I used to "not get" the Dead or much about Bob either for many years of my life. It took me listening, reading learning and then finally "hearing" what Bob is saying, which happened last year around this time when I was going through a very private grief process that rendered me ill and down or in bed a lot. It was during this time...my own personal "time out of mind" that my hearing and heart opened up. I couldn't keep the door shut, I didn't have the strength. Letting myself open up to all of the elements necessary to fully experience music's healing gifts is what finally happened to me. This is when I "got it'. Bob's music finally hit me and it hit me hard. I cannot see him enough now. My thirst is unquenchable.

All I know is I don't ever want to go back to my before life.......back before I didn't get this music.

Stay open....maybe it will hit you one day. I'm a bit older than you my dear......so there's still time. :-)

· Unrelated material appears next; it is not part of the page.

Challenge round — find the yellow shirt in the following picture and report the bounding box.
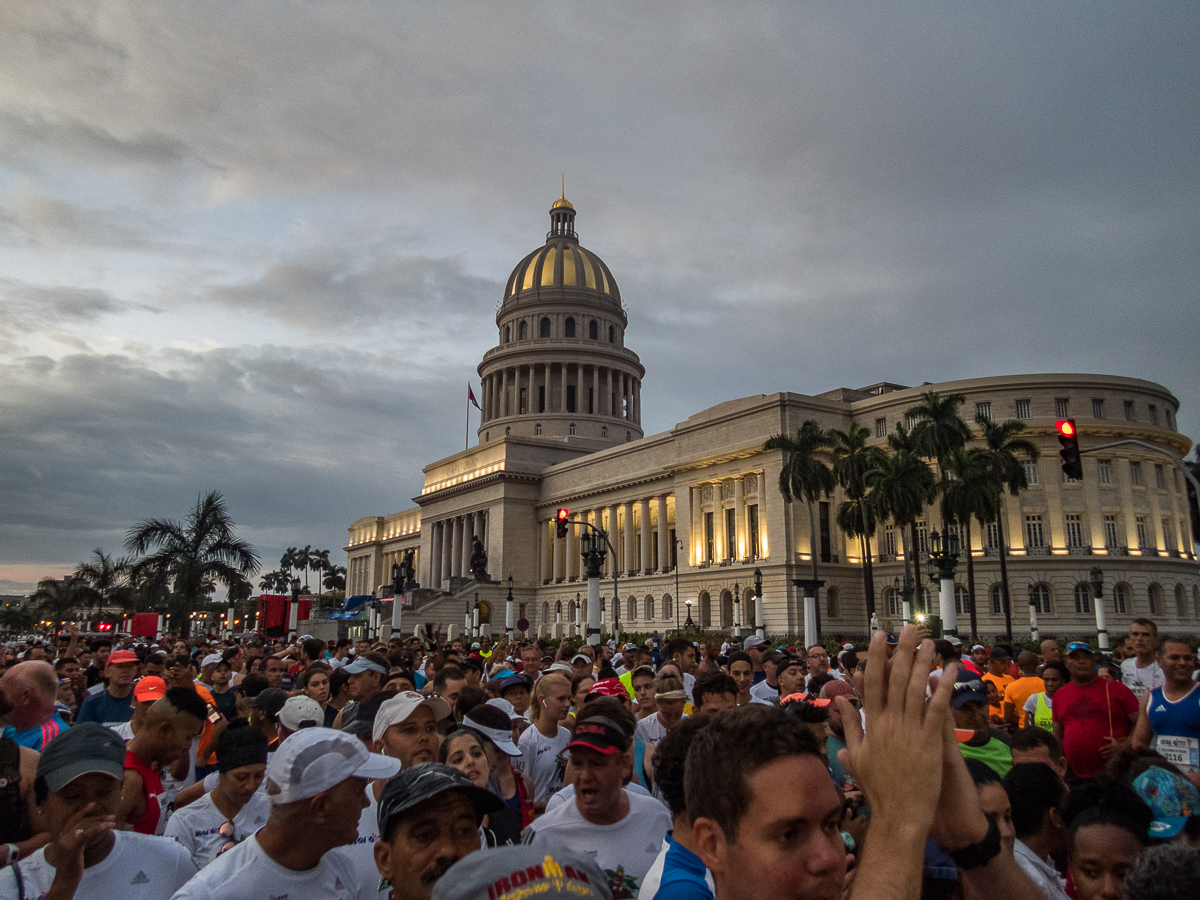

All times are on our side.

peace,
Martha

"Bob Dylan is an artist of almost unrivaled importance in modern, popular music. He is a great recording star, an extraordinary live performer, an iconic figure of popular culture, and, most important, he is the preeminent songwriter of his time." --Howard Sounes "Down the Highway: The Life of Bob Dylan"
August 24th, 2004 04:46 PM
jb
quote:
gypsy wrote:
You forgot to conclude with "Because I'm oldjb." That way Martha can't retaliate...because it's like your word is God.

God ,I love you!!! You are too funny!!!
August 25th, 2004 01:06 AM
Prodigal Son Aw jb, you just don't like him because of his Christian rebirth in 1979. He never swore off his Judaism but many found this to be a betrayal of sorts. Personally, what he does with his religion and beliefs matter little to me. I love the guy and like all his albums except Self-Portrait and Saved. He ranks in my top 5 favourite musical artists of all time (up there with the Stones, Beatles, Neil Young and the Who).
[Edited by Prodigal Son]
August 25th, 2004 02:02 AM
stonedinaustralia
quote:
Prodigal Son wrote:
Personally, what he does with his religion and beliefs matter little to me.



funny you say that PS given that they have such a huge influence on his work which you say you like so much
August 25th, 2004 03:52 PM
Prodigal Son What I meant, or should've said, is that his beliefs and religion are personal choices and it doesn't take up my every thought. Sure, it influences his work so in that sense it does matter I guess. But in some cases where he is too preachy and an old crackpot raving about his opinions, it can take away from the musical experiences. Several songs on Slow Train Coming, Shot of Love and Infidels are good yet their lyrical matter annoys me.

But disagreeing with the views expressed in lyrics doesn't mean you have to hate the guy or not like the song. His views aren't really too offensive in his Christian period, they're just sanctimonious and one-sided. Look, it's all in the game when it comes to a musical career, there's going to be ups, downs and periods of critical attacks. Even the Stones have been subject to this.